On Thursday morning, Bauer announced it would be closing, spelling the end for some of New Zealand's biggest magazines - including Woman's Day, Woman's Weekly, The Listener, North and South and Metro.
However Jacinda Ardern on Thursday afternoon revealed that the Government offered Bauer financial assistance in the form of subsidies, only for the media company to reject it.
"They should have taken it up, they should have kept going," she said in a press conference from Parliament.
"Some of the reporting I've seen I find incredibly unfair. No one wanted to see the loss of these magazines - they were a big part of people's lives.
"Within a couple of days of the New Zealand Government announcing the lockdown, Bauer contacted [Broadcasting, Communications and Digital Media] Minister [Kris Faafoi] and told him they weren't interested in subsidies.
"They didn't enter a conversation about becoming an essential service, they didn't seek to operate in lockdown, and they didn't want to use the Government support to keep their doors open.
"So I just reject any suggestion that COVID-19 and our response to it has caused them to close their printing press, but I deeply regret that it has."
Ardern's comments come in stark contrast to those of media commentator Bill Ralston, who told Newshub that Bauer "got a bullet in the back of the head when the Government decided to ban magazines and local newspapers".

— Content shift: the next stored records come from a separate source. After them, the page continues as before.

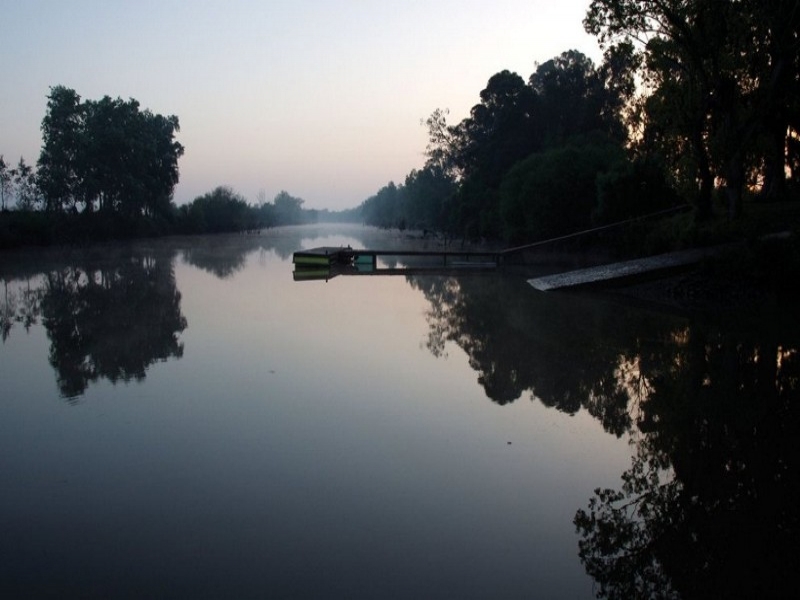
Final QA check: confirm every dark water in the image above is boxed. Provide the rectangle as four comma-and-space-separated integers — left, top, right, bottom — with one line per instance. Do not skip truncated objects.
0, 227, 800, 598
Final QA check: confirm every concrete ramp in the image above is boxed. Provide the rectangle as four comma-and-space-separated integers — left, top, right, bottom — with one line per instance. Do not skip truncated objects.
528, 247, 727, 291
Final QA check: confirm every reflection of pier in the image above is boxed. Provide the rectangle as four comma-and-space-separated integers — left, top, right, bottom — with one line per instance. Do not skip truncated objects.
293, 246, 502, 281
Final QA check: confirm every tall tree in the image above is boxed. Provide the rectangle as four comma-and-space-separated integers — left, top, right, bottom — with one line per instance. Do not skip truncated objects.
39, 86, 183, 217
37, 85, 85, 210
0, 154, 12, 210
584, 0, 800, 217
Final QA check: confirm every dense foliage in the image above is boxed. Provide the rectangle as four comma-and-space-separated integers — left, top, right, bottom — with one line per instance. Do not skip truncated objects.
0, 0, 800, 246
362, 0, 800, 241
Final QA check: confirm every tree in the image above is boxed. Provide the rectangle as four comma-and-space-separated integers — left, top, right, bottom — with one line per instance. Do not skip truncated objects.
0, 154, 12, 210
272, 190, 303, 225
37, 85, 85, 211
183, 186, 255, 233
39, 86, 183, 218
11, 157, 38, 210
499, 138, 625, 243
584, 0, 800, 218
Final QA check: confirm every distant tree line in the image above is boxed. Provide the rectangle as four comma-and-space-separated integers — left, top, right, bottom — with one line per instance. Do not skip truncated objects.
360, 0, 800, 241
0, 86, 341, 248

"If you're as compromised in financial health terms as the media industry is, then a Government ban will kill you off," he said.

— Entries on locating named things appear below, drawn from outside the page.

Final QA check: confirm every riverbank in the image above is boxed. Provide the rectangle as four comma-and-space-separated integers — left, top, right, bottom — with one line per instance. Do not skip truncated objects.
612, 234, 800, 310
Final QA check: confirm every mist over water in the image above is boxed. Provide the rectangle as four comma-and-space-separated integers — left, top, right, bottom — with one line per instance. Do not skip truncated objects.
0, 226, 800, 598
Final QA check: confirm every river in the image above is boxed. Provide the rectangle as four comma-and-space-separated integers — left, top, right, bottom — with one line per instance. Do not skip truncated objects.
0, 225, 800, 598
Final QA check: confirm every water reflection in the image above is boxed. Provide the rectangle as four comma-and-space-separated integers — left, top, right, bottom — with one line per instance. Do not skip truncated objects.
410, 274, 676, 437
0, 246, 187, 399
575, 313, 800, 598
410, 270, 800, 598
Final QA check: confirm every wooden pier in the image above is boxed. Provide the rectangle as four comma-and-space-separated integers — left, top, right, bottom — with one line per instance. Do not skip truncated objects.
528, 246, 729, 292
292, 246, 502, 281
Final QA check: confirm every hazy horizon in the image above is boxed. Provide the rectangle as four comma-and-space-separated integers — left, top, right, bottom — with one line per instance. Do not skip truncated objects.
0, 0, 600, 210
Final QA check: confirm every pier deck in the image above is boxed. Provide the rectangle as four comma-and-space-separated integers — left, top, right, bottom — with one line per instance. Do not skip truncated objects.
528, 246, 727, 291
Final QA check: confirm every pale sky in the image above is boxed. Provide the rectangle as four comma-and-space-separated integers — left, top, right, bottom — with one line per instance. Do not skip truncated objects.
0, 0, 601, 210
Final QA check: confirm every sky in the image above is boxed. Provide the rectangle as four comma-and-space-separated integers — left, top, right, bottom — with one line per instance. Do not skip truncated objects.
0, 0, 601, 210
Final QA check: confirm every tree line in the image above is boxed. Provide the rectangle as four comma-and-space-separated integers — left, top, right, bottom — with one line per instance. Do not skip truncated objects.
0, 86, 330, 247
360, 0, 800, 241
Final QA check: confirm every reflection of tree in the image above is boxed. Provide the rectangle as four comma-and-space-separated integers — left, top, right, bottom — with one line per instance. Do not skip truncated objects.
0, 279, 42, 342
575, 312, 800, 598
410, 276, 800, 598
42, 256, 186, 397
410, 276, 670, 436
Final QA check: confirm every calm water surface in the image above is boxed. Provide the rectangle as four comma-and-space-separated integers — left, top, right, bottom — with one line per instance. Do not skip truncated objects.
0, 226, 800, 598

However, Ardern's claims that Bauer didn't fight to stay open and outright refused subsidies puts Ralston's comments into disrepute.
Later in the press conference, the Prime Minister said her comments on Bauer were no way an indictment on any employees in New Zealand.
"Keep in mind this is an operation that operates out of headquarters in Europe."
Earlier on Thursday, Bauer's Australia and New Zealand chief executive officer Brendon Hill described the closure as "devastating".
“This is a devastating blow for our committed and talented team who have worked tirelessly to inform and entertain New Zealanders, through some of the country’s best-loved and most-read magazines," he said in a statement on Thursday.
The COVID-19 pandemic has caused advertising revenue to dry up across the board, signalling difficult times for media in New Zealand as a whole.